If a blood donor consumes food with high fat content such as oily foods which are fried or deep fried before blood donation it can lead to a transient rise in the triglycerides or cholesterol levels resulting in lipemic blood. The plasma and platelets obtained from lipemic blood are normally discarded.
After centrifugation of donated blood the plasma usually appears as a clear, pale yellow color. Lipemic blood occurs because chylomicrons are big particles and scatter light. When the concentration of chylomicrons is high, light is scattered producing a milky color. This condition is called lipemia. Chylomicrons consist of mainly triglycerides and a small amount of cholesterol.
Dietary fat is broken down and absorbed by the small intestine. Chylomicrons are then formed in the cells of the small intestine and secreted into the bloodstream. When the concentration of chylomicrons in the blood reaches a certain level the plasma which is normally light yellow in color will turn milky. This is called lipemia. At a high concentration of chylomicrons the plasma appears like milk with a tinge of pink. It is also turbid and opaque.
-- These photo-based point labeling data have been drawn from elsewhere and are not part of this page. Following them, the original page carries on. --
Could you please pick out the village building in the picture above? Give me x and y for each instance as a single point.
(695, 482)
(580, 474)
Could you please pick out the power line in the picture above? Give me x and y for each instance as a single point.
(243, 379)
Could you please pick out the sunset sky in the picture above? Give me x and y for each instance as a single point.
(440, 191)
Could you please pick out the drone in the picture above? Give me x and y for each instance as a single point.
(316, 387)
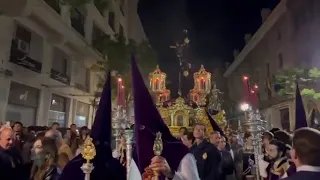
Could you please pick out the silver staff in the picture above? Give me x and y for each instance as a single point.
(128, 133)
(255, 125)
(118, 122)
(88, 153)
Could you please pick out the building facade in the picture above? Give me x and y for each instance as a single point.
(287, 38)
(46, 54)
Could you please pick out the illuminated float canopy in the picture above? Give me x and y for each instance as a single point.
(182, 112)
(158, 85)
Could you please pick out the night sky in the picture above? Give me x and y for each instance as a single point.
(215, 28)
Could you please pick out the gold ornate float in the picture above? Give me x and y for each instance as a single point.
(182, 112)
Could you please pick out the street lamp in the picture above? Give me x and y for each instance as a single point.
(254, 124)
(244, 106)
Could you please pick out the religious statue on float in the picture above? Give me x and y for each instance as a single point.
(214, 101)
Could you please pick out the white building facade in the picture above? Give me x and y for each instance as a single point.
(288, 38)
(46, 53)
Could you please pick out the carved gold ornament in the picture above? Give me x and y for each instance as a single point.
(204, 156)
(158, 145)
(88, 150)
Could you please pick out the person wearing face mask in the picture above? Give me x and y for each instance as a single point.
(10, 159)
(44, 158)
(278, 163)
(227, 164)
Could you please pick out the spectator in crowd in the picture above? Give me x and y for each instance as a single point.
(305, 154)
(10, 159)
(188, 139)
(227, 163)
(215, 138)
(44, 159)
(182, 132)
(18, 134)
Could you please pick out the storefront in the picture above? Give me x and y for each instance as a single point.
(82, 114)
(57, 112)
(22, 104)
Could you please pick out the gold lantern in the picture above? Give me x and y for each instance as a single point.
(202, 86)
(157, 85)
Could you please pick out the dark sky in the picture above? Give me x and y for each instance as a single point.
(216, 28)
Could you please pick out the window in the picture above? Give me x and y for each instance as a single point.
(268, 69)
(23, 34)
(111, 20)
(57, 112)
(55, 4)
(77, 20)
(279, 35)
(96, 37)
(122, 6)
(285, 119)
(82, 78)
(121, 31)
(59, 62)
(280, 61)
(82, 114)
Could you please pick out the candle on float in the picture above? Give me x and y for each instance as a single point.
(123, 101)
(246, 88)
(119, 85)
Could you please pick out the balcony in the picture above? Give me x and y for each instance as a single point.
(82, 87)
(61, 77)
(77, 21)
(21, 58)
(54, 4)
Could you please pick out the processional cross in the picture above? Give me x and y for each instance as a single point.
(180, 49)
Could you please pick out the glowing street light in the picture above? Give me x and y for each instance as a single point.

Lipemia is a normal physiological condition. Dietary fat is absorbed by the cells lining the intestinal wall and secreted into the bloodstream as chylomicrons which cause lipemia. Generally, the level of chylomicrons in blood is proportional to the dietary fat intake. Its level reaches the peak 2 to 4 hours after a meal and returns to the fasting level after 8 to 10 hours. So, avoid taking food with high fat content the night before your blood donation.
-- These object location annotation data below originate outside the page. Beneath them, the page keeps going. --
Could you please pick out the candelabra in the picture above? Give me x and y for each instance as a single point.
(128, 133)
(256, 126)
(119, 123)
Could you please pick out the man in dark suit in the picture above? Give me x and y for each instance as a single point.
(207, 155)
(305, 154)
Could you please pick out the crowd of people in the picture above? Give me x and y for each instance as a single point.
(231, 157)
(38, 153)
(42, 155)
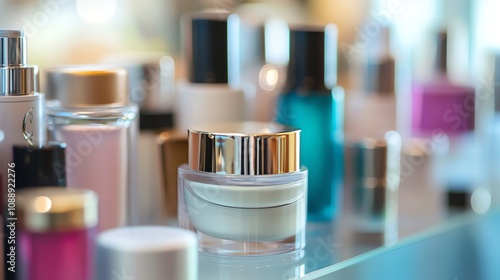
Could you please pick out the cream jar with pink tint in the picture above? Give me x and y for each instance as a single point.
(57, 230)
(92, 115)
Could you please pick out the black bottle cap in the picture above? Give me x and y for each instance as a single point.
(380, 75)
(313, 59)
(45, 166)
(457, 199)
(496, 83)
(209, 53)
(441, 52)
(155, 120)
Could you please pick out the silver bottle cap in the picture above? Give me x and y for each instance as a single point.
(16, 77)
(376, 170)
(245, 148)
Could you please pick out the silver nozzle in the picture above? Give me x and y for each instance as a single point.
(16, 77)
(12, 48)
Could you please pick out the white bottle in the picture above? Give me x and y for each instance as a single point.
(21, 107)
(211, 51)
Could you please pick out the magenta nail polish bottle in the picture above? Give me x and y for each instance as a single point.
(57, 232)
(442, 106)
(444, 114)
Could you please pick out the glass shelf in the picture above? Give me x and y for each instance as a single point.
(432, 244)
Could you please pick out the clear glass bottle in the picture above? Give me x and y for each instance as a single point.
(57, 231)
(243, 190)
(313, 103)
(93, 117)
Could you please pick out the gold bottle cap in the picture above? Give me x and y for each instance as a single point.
(51, 209)
(88, 86)
(245, 148)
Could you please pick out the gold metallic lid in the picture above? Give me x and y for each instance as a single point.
(245, 148)
(88, 85)
(51, 209)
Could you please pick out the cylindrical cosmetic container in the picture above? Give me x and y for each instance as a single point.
(44, 166)
(21, 107)
(57, 232)
(92, 116)
(312, 102)
(174, 152)
(212, 93)
(372, 110)
(375, 183)
(155, 86)
(243, 190)
(147, 252)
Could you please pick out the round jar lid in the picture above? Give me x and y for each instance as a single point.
(147, 252)
(245, 148)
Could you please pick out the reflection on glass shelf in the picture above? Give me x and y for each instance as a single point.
(432, 245)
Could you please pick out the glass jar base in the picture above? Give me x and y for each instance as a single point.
(219, 246)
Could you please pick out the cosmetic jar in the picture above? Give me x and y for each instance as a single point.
(243, 191)
(147, 252)
(57, 233)
(173, 146)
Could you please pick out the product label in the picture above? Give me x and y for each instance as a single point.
(28, 126)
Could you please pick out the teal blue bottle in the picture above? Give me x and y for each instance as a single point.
(312, 102)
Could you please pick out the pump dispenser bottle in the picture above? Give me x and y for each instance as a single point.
(21, 107)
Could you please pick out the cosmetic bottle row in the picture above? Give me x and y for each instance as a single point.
(94, 169)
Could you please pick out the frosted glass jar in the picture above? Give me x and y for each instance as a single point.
(243, 192)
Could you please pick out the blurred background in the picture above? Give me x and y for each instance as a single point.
(86, 31)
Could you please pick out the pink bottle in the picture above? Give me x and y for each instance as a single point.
(93, 116)
(57, 231)
(441, 106)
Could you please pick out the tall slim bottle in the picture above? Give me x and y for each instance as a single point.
(21, 107)
(314, 103)
(212, 93)
(21, 111)
(93, 117)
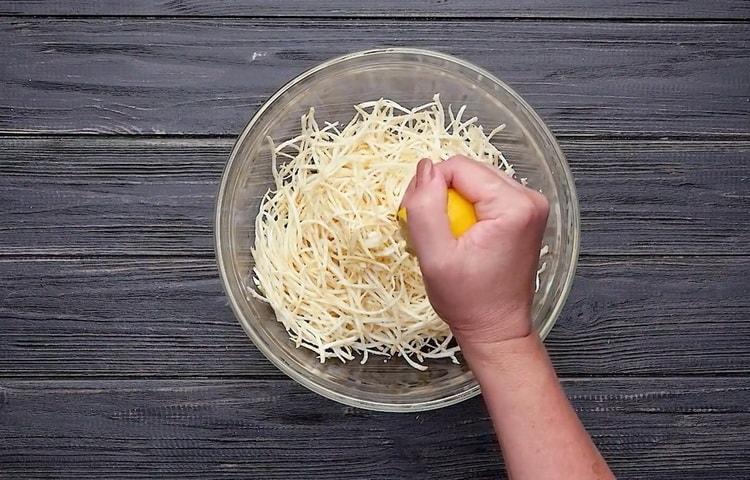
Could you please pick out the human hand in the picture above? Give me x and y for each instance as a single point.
(481, 283)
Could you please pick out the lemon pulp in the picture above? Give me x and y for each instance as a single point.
(461, 214)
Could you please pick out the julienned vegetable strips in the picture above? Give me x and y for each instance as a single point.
(329, 256)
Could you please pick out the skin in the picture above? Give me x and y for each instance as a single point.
(481, 284)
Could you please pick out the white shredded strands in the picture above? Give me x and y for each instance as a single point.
(329, 256)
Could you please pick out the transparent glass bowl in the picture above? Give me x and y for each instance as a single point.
(410, 77)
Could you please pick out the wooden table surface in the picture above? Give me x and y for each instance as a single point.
(119, 355)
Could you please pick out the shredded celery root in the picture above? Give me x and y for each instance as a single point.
(329, 256)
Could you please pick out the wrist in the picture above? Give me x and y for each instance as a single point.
(511, 360)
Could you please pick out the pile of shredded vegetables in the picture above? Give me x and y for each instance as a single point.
(329, 256)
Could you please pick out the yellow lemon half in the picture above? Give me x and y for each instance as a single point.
(461, 214)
Lipemia does not affect blood safety. However, the appearance of lipemic plasma does not conform to the appearance of normal plasma. The Macao Blood Transfusion Service will discard plasma and platelets components which are markedly lipemic but the red blood cells can still be used for transfusion.
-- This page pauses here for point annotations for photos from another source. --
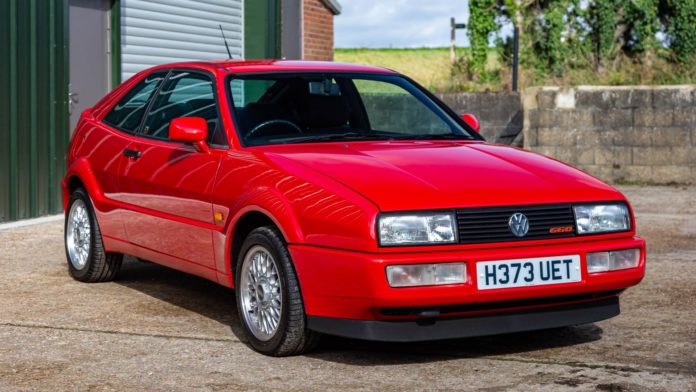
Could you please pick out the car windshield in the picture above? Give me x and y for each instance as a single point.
(284, 108)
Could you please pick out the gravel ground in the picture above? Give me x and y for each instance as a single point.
(158, 329)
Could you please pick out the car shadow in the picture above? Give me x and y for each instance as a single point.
(215, 302)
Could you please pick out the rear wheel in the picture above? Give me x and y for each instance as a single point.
(84, 249)
(269, 300)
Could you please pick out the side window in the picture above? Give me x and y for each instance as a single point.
(390, 108)
(184, 94)
(129, 111)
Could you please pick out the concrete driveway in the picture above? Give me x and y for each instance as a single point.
(158, 329)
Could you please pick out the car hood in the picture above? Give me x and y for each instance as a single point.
(418, 175)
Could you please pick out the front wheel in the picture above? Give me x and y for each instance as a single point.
(84, 249)
(269, 300)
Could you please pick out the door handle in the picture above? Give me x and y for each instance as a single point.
(132, 153)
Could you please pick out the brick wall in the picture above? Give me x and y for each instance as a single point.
(318, 31)
(641, 134)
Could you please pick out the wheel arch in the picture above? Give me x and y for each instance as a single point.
(244, 222)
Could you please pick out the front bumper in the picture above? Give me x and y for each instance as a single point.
(339, 284)
(461, 327)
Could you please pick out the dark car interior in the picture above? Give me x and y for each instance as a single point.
(301, 106)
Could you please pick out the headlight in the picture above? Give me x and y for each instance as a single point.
(602, 218)
(417, 229)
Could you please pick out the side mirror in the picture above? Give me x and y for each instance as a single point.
(192, 130)
(472, 121)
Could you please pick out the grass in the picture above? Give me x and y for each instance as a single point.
(428, 66)
(431, 67)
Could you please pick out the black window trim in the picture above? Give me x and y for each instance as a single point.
(437, 101)
(164, 71)
(139, 131)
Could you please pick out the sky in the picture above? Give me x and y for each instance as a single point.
(399, 23)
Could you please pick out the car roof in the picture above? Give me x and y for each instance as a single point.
(241, 66)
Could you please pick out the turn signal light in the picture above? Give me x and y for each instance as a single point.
(613, 260)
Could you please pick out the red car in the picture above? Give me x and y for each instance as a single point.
(340, 199)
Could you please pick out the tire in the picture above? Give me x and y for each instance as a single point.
(87, 260)
(274, 286)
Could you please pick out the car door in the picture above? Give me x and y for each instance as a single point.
(103, 145)
(169, 184)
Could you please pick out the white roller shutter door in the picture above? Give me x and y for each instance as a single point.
(163, 31)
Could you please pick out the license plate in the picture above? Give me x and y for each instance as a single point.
(528, 272)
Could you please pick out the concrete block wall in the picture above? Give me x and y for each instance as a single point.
(619, 134)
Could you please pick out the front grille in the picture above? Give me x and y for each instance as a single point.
(490, 224)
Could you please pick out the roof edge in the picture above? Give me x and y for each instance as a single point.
(333, 5)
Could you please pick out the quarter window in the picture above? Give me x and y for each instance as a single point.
(184, 94)
(129, 111)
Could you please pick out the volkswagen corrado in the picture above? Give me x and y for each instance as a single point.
(340, 199)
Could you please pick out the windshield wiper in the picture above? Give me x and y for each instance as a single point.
(339, 137)
(446, 136)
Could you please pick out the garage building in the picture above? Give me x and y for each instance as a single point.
(58, 57)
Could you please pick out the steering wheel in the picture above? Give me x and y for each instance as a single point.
(274, 122)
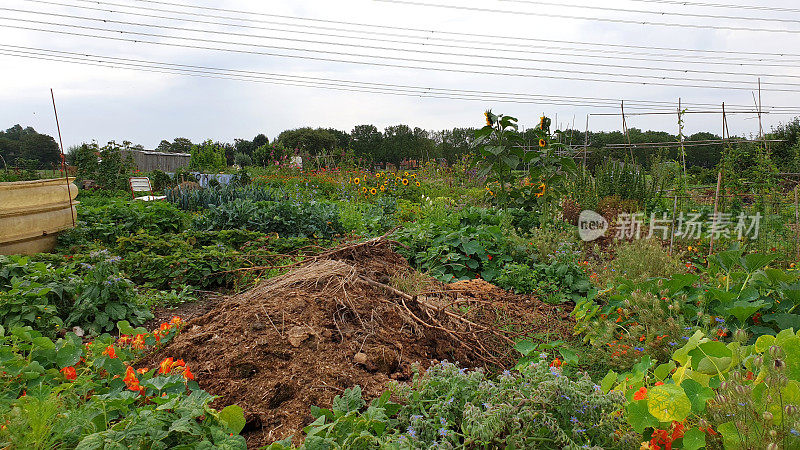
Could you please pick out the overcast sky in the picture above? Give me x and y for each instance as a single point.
(145, 106)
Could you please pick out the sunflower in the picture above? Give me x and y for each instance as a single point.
(543, 187)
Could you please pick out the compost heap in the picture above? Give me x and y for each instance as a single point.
(332, 323)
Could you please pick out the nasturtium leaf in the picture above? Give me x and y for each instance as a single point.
(608, 381)
(569, 356)
(755, 261)
(742, 309)
(682, 354)
(639, 417)
(730, 435)
(668, 403)
(711, 358)
(232, 416)
(472, 247)
(662, 371)
(763, 343)
(698, 395)
(694, 439)
(783, 335)
(791, 348)
(68, 355)
(784, 320)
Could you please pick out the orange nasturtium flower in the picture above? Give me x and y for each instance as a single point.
(110, 351)
(131, 381)
(69, 373)
(166, 365)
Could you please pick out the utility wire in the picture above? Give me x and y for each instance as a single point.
(425, 42)
(659, 80)
(383, 48)
(590, 18)
(381, 29)
(658, 13)
(224, 74)
(720, 5)
(306, 81)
The increase in chylomicrons in the blood is a transient phenomenon. This condition can be improved by maintaining a healthy diet. Only a few individuals with persistent lipemia will need medical consultation. If a blood donor is found to have lipemia repeatedly but the intake of high dietary fat and consumption of alcohol are excluded as the causes of lipemia, it is possible that there is a disorder in the fat metabolism function of the liver or in the function of the enzyme lipoprotein lipase. The doctor at MBTS will follow up with the blood donor and refer the blood donor to a health center or a hospital for further investigation.